What is the Serious Fraud Office? Set up in 1987 to tackle booming white collar fraud, particularly in the City, it is the first body of its kind in British legal history to have investigators who can also act as prosecutors. It has extraordinary powers to collect evidence (it can seize documents without making a court appearance), and to question suspects (unlike police, it does not have to go through the normal caution process).

Who works there? How much does it cost? Its present director, George Staple, a former City solicitor, reports to the Attorney General. There are about 130 full-time staff, mostly lawyers and accountants. There are 45 to 55 policemen from the Metropolitan and City of London forces. Cost: pounds 22m in 1992-93 - a 23 per cent rise on 1991-92; the value of fraud investigated was pounds 6.2bn.

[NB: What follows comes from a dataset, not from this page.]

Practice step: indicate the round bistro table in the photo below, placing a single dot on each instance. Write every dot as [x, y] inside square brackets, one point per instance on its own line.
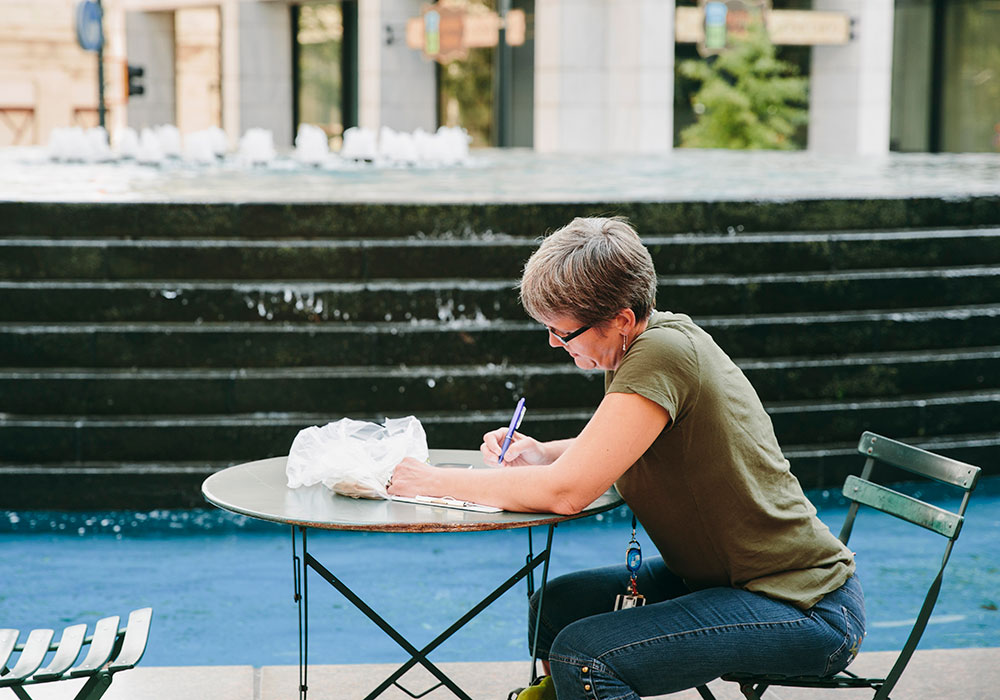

Why has it got such a bad reputation? It failed to secure convictions in a number of high-profile cases and critics accuse it of incompetence. A judge ruled yesterday that three stockbrokers accused of fraud had no case to answer. Last week, Roger Levitt, a financial adviser, admitted fraudulent trading but was sentenced to just 180 hours' community service after a plea bargain with SFO. Terry Ramsden walked free after admitting pounds 90m fraud. The second Guinness trial collapsed last year, as did the Blue Arrow trial. The Independent disclosed yesterday that the relationship between some police officers working for SFO and an informer is now the subject of investigation; and that confidential information on another case was passed from the SFO to City solicitors - the same firm for which George Staple had been head of litigation.

Any successes? It brought Peter Clowes to court. There has been a rise in the rate of successful fraud prosecutions to around 70 per cent of cases tried.